別れの季節
最近、冷たいと思っていた。
バレンタインデーで恋人たちが浮き足立っている頃だった。
そっけなさはスマホの画面に映る文字からもひしひしと伝わってきていた。
5日前に僕が送ったLINEへの返信は、?に対する答えとはねじ曲がったものだった。
「あのさ、別れたいんだけど」
分かっていた。少し前から分かっていた。いつか来ると分かっていた。
でも、いざ自分の身に降りかかるとスマホを持つ手の震えが止まらなかった。
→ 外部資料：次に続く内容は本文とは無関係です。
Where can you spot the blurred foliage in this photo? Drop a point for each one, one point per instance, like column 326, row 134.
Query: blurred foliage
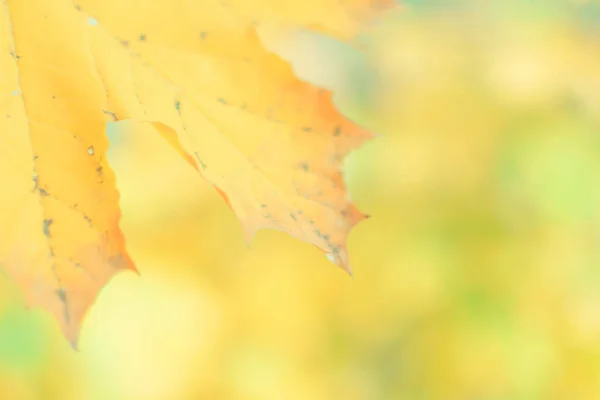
column 478, row 276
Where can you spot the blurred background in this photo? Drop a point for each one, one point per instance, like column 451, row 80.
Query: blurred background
column 477, row 277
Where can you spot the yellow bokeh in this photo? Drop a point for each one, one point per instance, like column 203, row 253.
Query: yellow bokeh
column 476, row 278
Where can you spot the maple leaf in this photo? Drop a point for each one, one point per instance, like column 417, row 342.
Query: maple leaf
column 271, row 144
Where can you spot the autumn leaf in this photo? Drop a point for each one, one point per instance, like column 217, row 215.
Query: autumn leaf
column 197, row 71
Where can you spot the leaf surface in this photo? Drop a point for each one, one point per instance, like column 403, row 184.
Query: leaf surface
column 271, row 144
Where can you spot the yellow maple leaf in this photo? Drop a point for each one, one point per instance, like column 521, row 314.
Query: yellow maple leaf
column 271, row 144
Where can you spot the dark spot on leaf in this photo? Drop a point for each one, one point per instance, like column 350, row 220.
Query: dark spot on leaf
column 62, row 295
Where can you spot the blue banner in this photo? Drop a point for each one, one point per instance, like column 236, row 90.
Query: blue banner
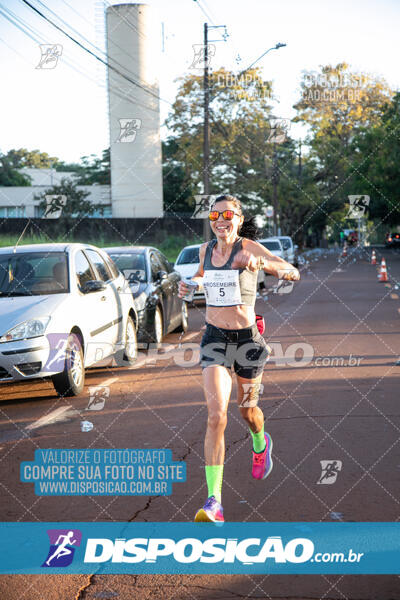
column 227, row 548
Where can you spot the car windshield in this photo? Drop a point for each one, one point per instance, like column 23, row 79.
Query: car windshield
column 33, row 274
column 189, row 256
column 133, row 266
column 271, row 245
column 286, row 244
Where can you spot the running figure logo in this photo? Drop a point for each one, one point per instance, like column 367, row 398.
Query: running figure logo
column 357, row 206
column 62, row 547
column 128, row 129
column 199, row 59
column 330, row 470
column 50, row 53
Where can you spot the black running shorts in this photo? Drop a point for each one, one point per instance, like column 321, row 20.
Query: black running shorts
column 243, row 349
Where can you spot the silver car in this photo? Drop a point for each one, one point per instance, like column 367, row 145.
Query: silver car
column 63, row 307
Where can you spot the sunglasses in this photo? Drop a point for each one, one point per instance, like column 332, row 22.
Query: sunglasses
column 213, row 215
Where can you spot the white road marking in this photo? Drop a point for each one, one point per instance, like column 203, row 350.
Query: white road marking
column 108, row 382
column 190, row 336
column 55, row 415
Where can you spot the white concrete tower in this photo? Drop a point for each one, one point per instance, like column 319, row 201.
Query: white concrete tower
column 136, row 170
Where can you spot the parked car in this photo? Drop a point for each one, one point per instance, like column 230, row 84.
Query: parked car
column 63, row 308
column 187, row 264
column 392, row 240
column 154, row 286
column 289, row 249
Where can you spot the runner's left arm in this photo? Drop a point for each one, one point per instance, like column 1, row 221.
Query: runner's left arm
column 255, row 256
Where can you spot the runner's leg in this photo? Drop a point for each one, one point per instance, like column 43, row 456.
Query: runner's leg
column 217, row 382
column 248, row 395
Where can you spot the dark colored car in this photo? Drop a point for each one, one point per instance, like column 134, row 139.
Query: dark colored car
column 392, row 240
column 154, row 286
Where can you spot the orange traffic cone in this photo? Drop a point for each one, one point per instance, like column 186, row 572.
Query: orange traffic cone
column 383, row 273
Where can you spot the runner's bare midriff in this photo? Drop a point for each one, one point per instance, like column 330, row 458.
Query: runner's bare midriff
column 231, row 317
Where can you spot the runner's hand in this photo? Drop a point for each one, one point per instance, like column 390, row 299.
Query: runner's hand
column 244, row 259
column 289, row 274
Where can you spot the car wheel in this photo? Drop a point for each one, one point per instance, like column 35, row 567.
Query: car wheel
column 130, row 354
column 71, row 381
column 158, row 326
column 183, row 327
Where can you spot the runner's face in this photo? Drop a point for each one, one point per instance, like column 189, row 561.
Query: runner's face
column 226, row 230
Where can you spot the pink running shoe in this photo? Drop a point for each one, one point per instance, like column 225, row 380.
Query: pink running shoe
column 211, row 512
column 262, row 461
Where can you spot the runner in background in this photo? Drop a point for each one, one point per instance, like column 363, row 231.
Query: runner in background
column 228, row 267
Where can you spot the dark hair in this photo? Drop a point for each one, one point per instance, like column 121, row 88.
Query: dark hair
column 249, row 227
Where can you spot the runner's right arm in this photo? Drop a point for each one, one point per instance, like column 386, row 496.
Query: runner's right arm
column 183, row 288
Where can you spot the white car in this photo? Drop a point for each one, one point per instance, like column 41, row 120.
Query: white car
column 289, row 249
column 63, row 307
column 187, row 263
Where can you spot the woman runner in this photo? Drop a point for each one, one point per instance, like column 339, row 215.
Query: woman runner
column 228, row 267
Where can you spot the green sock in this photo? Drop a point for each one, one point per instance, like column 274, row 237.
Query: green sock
column 214, row 475
column 258, row 440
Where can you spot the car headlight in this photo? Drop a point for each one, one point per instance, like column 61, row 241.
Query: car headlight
column 140, row 301
column 27, row 329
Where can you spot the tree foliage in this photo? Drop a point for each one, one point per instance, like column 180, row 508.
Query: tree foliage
column 76, row 205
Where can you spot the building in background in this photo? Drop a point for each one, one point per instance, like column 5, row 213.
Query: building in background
column 18, row 201
column 136, row 170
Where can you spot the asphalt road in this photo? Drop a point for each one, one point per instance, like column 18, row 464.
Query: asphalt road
column 332, row 397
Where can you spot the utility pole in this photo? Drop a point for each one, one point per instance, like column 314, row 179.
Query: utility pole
column 275, row 180
column 206, row 126
column 300, row 163
column 206, row 132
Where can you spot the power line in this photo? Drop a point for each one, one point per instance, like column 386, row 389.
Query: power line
column 36, row 37
column 112, row 89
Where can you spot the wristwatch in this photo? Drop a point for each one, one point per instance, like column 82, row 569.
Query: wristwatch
column 262, row 263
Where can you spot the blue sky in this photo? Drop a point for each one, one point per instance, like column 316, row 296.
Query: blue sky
column 63, row 111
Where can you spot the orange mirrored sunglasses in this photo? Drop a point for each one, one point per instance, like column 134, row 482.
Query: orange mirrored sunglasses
column 226, row 214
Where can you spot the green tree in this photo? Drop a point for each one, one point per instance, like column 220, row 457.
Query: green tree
column 337, row 104
column 76, row 205
column 91, row 169
column 376, row 169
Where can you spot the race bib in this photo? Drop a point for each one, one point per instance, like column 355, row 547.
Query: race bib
column 222, row 287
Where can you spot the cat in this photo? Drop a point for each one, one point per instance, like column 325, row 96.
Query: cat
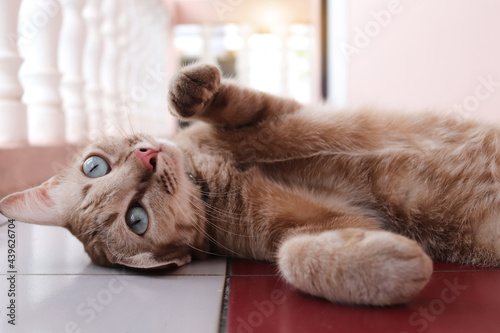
column 350, row 204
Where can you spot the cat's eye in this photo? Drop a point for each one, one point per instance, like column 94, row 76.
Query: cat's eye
column 95, row 166
column 137, row 220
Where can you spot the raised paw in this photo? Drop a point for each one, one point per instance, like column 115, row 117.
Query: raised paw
column 192, row 89
column 356, row 266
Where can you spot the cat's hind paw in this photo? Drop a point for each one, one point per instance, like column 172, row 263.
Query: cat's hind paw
column 192, row 89
column 356, row 266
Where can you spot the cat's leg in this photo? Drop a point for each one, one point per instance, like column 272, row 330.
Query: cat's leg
column 355, row 266
column 198, row 92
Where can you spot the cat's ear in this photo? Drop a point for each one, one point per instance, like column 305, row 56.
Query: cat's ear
column 147, row 261
column 36, row 205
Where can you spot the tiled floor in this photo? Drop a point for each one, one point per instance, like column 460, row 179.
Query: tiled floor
column 59, row 290
column 457, row 300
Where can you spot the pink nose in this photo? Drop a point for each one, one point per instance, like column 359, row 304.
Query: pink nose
column 148, row 157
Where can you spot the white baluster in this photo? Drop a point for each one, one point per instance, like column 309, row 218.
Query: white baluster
column 13, row 125
column 91, row 68
column 123, row 39
column 140, row 48
column 39, row 27
column 108, row 72
column 70, row 63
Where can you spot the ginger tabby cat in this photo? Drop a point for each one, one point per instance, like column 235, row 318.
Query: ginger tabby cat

ご飯も無理矢理お茶で流し込んだ。
理由はなんとなく分かるが、本人の口から聞きたかった。
僕は家を飛び出し、肌を刺すような寒さの夜道を自転車で居酒屋に向かった。来たことはないが、道に迷うことはなかった。
彼女のバイトが終わるのを待った。星を数えるのにも疲れた頃、彼女は店から出てきた。
「お疲れ様。」
「ありがとう。」
精一杯だった。行き先を決めるとゆっくりとつま先を向け、二人、歩き出した。同じリズムを刻む足音は初めて会った時より揃っていた。
エンジン音、足音。
「あっ、オリオン座が見える。」
「私には見えない。」
あの日と全く同じ反応だった。
でも、あの日みたいに会話を続ける言葉が見当たらなかった。
無言が続いたまま、目的地に到着した。初めて二人で花火をした公園だ。「東町公園」と書かれた木の標識を超えると彼女のお母さんの話、友達とふざけ合った日の話、遊具にホームレスが住んでいる話、全てが早送りにしたラジオのように脳裏を流れた。
適当にベンチに腰掛けると木々を揺らす風の音だけが響いた。
「理由...よね?」
「うん」
心を見透かされていた気がした。よく考えたら彼女の本音を聞くのは初めてだった。
「少し前、2、3週間くらい前からさ。好きかどうか分からなくなって...
テストとかバイトで忙しくしてみて、ちょっと距離を置いてみたの。
そのあと、一回会ったら変わるかなって思ったけど、先週会った時、やっぱ好きって思えなかったんだよね。」
僕は相槌を打つしかなかった。
「私、地元に帰るんよ。秋には学校に来ることなくなるからそのタイミングでマンション引き払うの。来年の今頃にはここにおらんね。」
地元に帰るのは知っていたが、そんなに早く帰るとは思ってなかった。そういえば、僕が酔っ払った時に壊したドアは弁償しなくてはならないのかなんてどうでもいいことを考えていた。こんなことを考えてしまうのは僕の悪い癖だなとか冷静なフリを装っていた。僕はやっと重い口を開いた。
「俺はずっと好きだったよ。最初会った時から、変わらず、ずっと。」
聞きたいことは山ほどあった。でも、本当に伝えたい言葉だけが流れ出た。
「...」
「もう、今更変わらないよね」
「...うん」
「寒いから帰ろっか」
「...うん」
「ありがとね。今まで楽しかったよ。」
「こちらこそ。わざわざ来てくれてありがとう。」
「うん」
「送らなくていいから。先帰って。」
「分かった。また...いや、じゃあね。」
彼女の顔は見れなかった。目は合っていたのに何故か表情が分からなかった。きっと涙を見られたくなかったから、強がって先に帰らせたのだろう。そんな彼女が好きだった。真面目な話をしようとすると冗談を言って誤魔化す彼女が好きだった。動物を愛する彼女が好きだった。家事を手伝おうとすると今日は頑張ってくれたからいいよと気使いが出来る彼女が好きだった。嫌いなところなんてひとつもなかった。僕たちは最後まで素直になれなかった。彼女は最後まで僕の名前を呼ばなかった。